In [7]:
import hopsworks
import pandas as pd
import json

## Creating a feature group from the feature group with Json Data

#### Login to Hopsworks and fetch feature group

In [4]:
# Login to Hopsworks.
project = hopsworks.login()

# Fetch the feature store.
fs = project.get_feature_store()

# Fetch the feature group
fg_json = fs.get_feature_group(name="fg_raw_event_data", version=1)

Connection closed.
2025-03-12 20:18:51,407 INFO: Python Engine initialized.

Logged in to project, explore it here https://hopsworks.ai.local/p/119


#### Read data from the feature group and perform required feature enginerring

In [5]:
# Read from feature group
df = fg_json.read()

Finished: Reading data from Hopsworks, using Hopsworks Feature Query Service (0.18s) 


In [23]:
# Extract the json data convert it into a dataframe with required columns
unnested_dataframe = pd.json_normalize(df["data"].apply(lambda x : json.loads(x)))
unnested_dataframe.head(2)

Unnamed: 0,event_time,event_id,user_id,click_count,time_spent,scroll_depth,purchase_amount,ad_interaction
0,2025-03-12T17:10:57.851375,1,4,17,3.06,42.19,14.9,
1,2025-03-12T17:10:57.851693,17,11,6,19.84,39.56,457.27,


In [24]:
# Perform required feature enginering
unnested_dataframe = unnested_dataframe[["event_time", "event_id", "user_id", "click_count", "time_spent", "scroll_depth", "purchase_amount"]]
# Convert string datetime to datetime object
unnested_dataframe["event_time"] = pd.to_datetime(unnested_dataframe["event_time"])

user_event_df = unnested_dataframe[["event_time", "event_id", "user_id", "purchase_amount"]]

events_df = unnested_dataframe[["event_time", "event_id", "click_count", "time_spent", "scroll_depth"]]


#### Create feature groups

There are two feature groups being created.
1. **An user-events feature group** : This feature group store all events for an user. The feature group has the primary key as `user_id` hence the online feature store will only contain the latest events for the user and the offline feature group will contain all event triggered by the user.
2. **An events feature group**: This feature group will conatin all information regarding the event. This feature group will have the primary key as `event_id`. Hence can be joined with the user-events feature group to create the entire dataframe.

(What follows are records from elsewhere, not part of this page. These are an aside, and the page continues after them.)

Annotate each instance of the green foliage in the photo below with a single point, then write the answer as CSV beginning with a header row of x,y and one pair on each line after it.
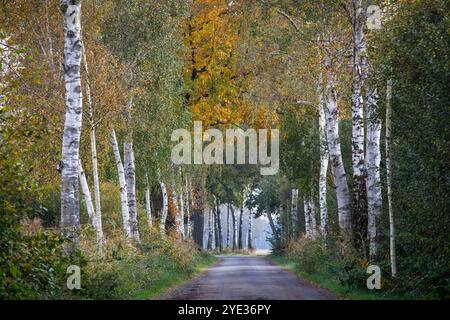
x,y
415,54
127,273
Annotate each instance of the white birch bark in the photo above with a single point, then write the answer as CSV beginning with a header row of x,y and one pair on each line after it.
x,y
334,147
250,231
165,209
392,252
233,215
373,158
228,226
324,159
312,215
148,206
182,213
130,175
188,209
294,215
210,230
360,72
123,185
69,165
87,196
92,125
178,225
307,212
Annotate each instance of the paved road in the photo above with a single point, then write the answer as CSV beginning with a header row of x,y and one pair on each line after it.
x,y
247,277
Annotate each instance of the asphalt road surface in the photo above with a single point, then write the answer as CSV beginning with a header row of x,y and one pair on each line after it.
x,y
247,278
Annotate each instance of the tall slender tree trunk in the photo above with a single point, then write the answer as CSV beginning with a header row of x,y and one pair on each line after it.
x,y
241,220
228,225
334,147
69,165
373,159
273,227
210,229
87,196
392,252
219,226
148,201
360,72
178,224
188,209
312,207
92,125
165,209
233,215
324,159
307,213
182,214
123,185
130,175
250,231
198,214
294,212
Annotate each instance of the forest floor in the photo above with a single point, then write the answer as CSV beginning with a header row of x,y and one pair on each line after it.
x,y
246,277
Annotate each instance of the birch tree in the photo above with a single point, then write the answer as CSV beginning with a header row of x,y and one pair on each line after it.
x,y
360,73
69,165
176,207
87,196
130,173
250,231
388,140
334,147
165,209
148,207
294,216
324,159
210,229
123,185
373,158
93,140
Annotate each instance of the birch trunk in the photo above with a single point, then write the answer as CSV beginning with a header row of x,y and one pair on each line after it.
x,y
148,206
70,208
307,213
360,72
210,230
165,209
373,159
92,125
219,227
123,185
241,220
228,226
178,224
250,232
233,215
130,175
324,159
273,226
312,215
182,228
188,209
216,229
294,212
392,252
87,196
337,165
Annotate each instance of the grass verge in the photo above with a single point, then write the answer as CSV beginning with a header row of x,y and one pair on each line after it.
x,y
173,278
331,283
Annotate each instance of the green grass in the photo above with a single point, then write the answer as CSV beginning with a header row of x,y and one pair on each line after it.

Splitting the data like this also allows creating a seperate *users feature group* which could contain user specific details which can again be joined to create a feature view.

In [25]:
# Creating user-events feature group
fg_user_events = fs.get_or_create_feature_group(name = "fg_user_events",
                                                version = 1, 
                                                primary_key = ["user_id"],
                                                event_time = ["event_time"],
                                                online_enabled=True)
# Creating events feature group
fg_events = fs.get_or_create_feature_group(name = "fg_events",
                                                version = 1, 
                                                primary_key = ["event_id"],
                                                event_time = ["event_time"],
                                                online_enabled=True)

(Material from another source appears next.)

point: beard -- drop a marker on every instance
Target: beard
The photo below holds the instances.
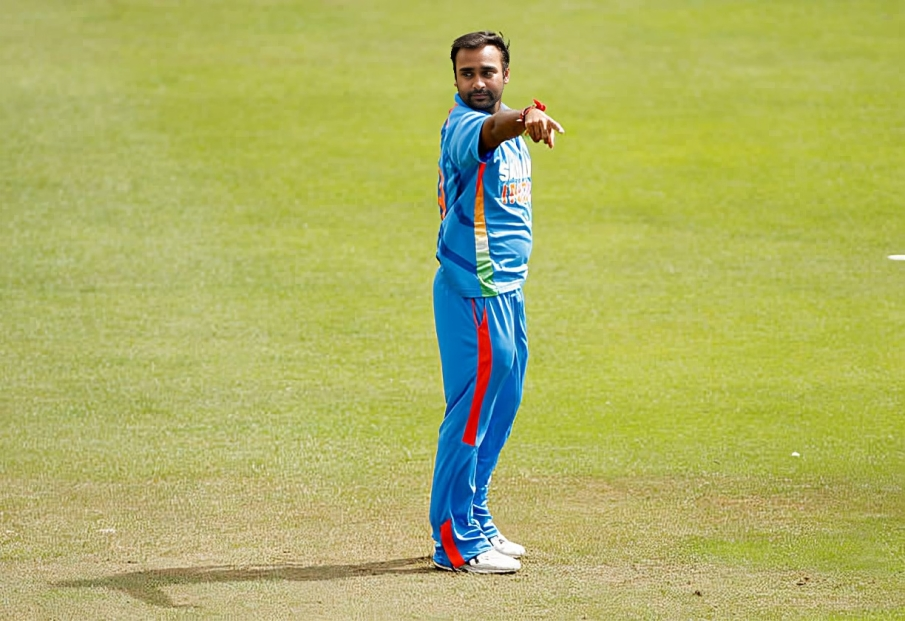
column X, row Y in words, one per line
column 482, row 100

# Inserting data into the feature groups
fg_user_events.insert(user_event_df)
fg_events.insert(events_df)


Feature Group created successfully, explore it at 
https://hopsworks.ai.local/p/119/fs/67/fg/26


Uploading Dataframe: 100.00% |██████████| Rows 40/40 | Elapsed Time: 00:00 | Remaining Time: 00:00


Launching job: fg_user_events_1_offline_fg_materialization
Job started successfully, you can follow the progress at 
https://hopsworks.ai.local/p/119/jobs/named/fg_user_events_1_offline_fg_materialization/executions
Feature Group created successfully, explore it at 
https://hopsworks.ai.local/p/119/fs/67/fg/27


Uploading Dataframe: 100.00% |██████████| Rows 40/40 | Elapsed Time: 00:00 | Remaining Time: 00:00


Launching job: fg_events_1_offline_fg_materialization
Job started successfully, you can follow the progress at 
https://hopsworks.ai.local/p/119/jobs/named/fg_events_1_offline_fg_materialization/executions


(Job('fg_events_1_offline_fg_materialization', 'SPARK'), None)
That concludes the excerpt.